“Well, don't swear. I'll see what can be done for you.”
I brought him a new pair of fine, drab-coloured kerseymere trowsers that had never been worn. Although he was eloquent in his thanks, I had no idea that he meant to keep them for his sole individual use from that day thenceforth. But after all, what was the man to do? He had no trousers, and no money, and he could not take to the woods. Certainly his loss was not our gain. It was the old proverb reversed. The season for putting in the potatoes had now arrived. Malcolm volunteered to cut the sets, which was easy work that could be done in the house, and over which he could lounge and smoke; but Moodie told him that he must take his share in the field, that I had already sets enough saved to plant half-an-acre, and would have more prepared by the time they were required.
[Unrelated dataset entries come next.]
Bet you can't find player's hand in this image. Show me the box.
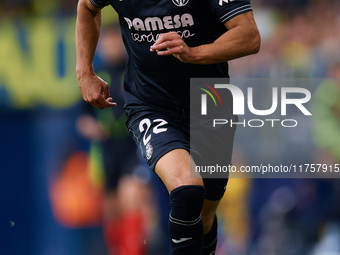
[78,74,117,110]
[150,32,194,63]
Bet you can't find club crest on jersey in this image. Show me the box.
[172,0,189,7]
[218,0,235,6]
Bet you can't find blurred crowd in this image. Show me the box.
[0,0,340,255]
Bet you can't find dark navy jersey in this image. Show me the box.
[91,0,252,121]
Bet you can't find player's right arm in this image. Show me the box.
[76,0,116,109]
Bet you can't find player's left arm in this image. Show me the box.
[150,11,261,65]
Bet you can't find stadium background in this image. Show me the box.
[0,0,340,255]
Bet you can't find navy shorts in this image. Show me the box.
[127,109,235,201]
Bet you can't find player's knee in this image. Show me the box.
[170,185,205,221]
[202,212,215,234]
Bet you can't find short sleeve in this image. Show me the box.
[90,0,109,8]
[209,0,252,24]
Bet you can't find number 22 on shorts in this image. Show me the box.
[139,118,168,145]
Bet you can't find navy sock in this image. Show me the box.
[202,215,217,255]
[169,185,205,255]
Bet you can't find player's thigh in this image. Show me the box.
[155,149,203,192]
[128,111,203,192]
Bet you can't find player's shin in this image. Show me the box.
[202,215,217,255]
[169,185,205,255]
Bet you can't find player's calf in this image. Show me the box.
[169,185,205,255]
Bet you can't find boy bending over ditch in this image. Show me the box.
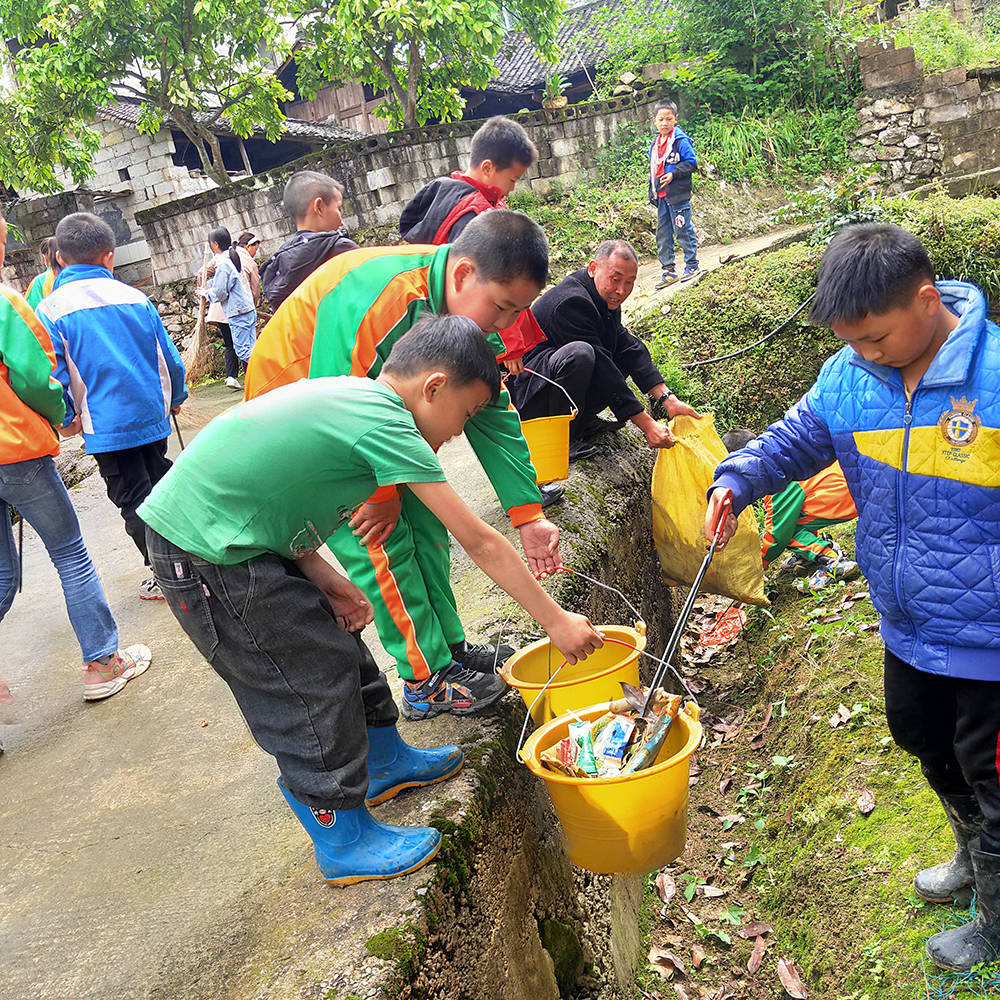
[140,316,603,885]
[706,225,1000,972]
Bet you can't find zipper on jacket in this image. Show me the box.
[892,389,917,633]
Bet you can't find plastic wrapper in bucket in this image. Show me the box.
[653,413,770,607]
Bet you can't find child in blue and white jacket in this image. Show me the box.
[706,225,1000,971]
[205,226,257,364]
[37,212,187,600]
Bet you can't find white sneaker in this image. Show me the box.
[139,576,166,601]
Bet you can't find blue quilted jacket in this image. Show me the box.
[715,281,1000,681]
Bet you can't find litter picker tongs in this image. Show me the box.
[639,490,733,718]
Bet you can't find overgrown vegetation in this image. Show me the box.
[632,196,1000,428]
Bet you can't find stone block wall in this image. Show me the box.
[850,40,1000,190]
[136,83,667,284]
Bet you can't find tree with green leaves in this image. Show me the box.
[296,0,563,128]
[0,0,291,190]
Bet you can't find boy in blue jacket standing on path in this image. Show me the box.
[38,212,187,600]
[649,101,701,288]
[706,225,1000,972]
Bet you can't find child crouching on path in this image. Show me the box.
[706,225,1000,972]
[140,316,602,884]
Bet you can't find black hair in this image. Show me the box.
[449,208,549,287]
[809,223,934,326]
[722,427,757,451]
[469,116,538,170]
[281,170,344,223]
[56,212,115,267]
[382,316,500,403]
[208,226,243,274]
[594,240,639,264]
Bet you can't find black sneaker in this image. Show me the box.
[538,483,566,510]
[450,642,514,674]
[402,663,507,720]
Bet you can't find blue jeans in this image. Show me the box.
[227,310,257,363]
[656,198,699,275]
[0,455,118,663]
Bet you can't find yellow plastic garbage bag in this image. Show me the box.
[653,413,770,607]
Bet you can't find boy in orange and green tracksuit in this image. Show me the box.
[722,428,858,590]
[245,210,559,718]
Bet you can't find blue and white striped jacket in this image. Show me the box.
[715,281,1000,681]
[37,264,187,455]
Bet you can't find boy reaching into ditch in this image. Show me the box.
[706,225,1000,972]
[140,316,603,885]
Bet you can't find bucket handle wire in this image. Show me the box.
[524,368,580,419]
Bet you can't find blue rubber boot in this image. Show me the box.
[278,783,441,885]
[365,726,465,806]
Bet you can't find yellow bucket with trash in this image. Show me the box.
[520,702,702,874]
[500,621,646,726]
[521,368,579,483]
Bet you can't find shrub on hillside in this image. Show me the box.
[632,196,1000,430]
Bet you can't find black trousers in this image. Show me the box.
[94,438,173,566]
[512,340,611,439]
[885,650,1000,850]
[147,528,399,809]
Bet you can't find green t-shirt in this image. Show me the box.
[139,376,445,566]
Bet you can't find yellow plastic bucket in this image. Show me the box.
[521,411,576,483]
[500,622,646,726]
[521,704,702,875]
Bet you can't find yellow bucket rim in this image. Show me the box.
[499,622,646,696]
[521,702,704,788]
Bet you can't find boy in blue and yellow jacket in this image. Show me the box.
[706,225,1000,971]
[38,212,187,600]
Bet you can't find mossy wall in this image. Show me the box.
[632,195,1000,430]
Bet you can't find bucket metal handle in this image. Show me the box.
[524,368,580,419]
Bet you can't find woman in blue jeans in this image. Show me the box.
[0,216,151,701]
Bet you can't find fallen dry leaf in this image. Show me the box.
[858,788,875,816]
[747,937,773,976]
[649,944,684,979]
[656,872,677,903]
[778,958,809,1000]
[737,920,774,940]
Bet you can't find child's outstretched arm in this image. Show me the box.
[705,386,836,547]
[408,483,604,664]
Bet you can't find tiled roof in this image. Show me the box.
[486,0,636,94]
[98,101,364,144]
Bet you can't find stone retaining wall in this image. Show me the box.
[850,40,1000,189]
[136,83,667,284]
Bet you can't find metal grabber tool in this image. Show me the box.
[639,490,733,718]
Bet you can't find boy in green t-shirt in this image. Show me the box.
[133,316,603,885]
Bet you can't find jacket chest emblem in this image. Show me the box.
[938,396,983,448]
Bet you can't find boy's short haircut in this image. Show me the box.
[449,208,549,287]
[281,170,344,222]
[469,116,538,170]
[809,223,934,327]
[594,240,639,264]
[382,316,500,403]
[722,427,757,451]
[56,212,115,267]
With many growls and shrugs, he felt obliged to comply; and he performed his part pretty well, the execrations bestowed upon the mosquitoes and black-flies forming a sort of safety-valve to let off the concentrated venom of his temper. When he came in to dinner, he held out his hands to me.
“Look at these hands.”
“They are blistered with the hoe.”
“Look at my face.”
“You are terribly disfigured by the black-flies. But Moodie suffers just as much, and says nothing.”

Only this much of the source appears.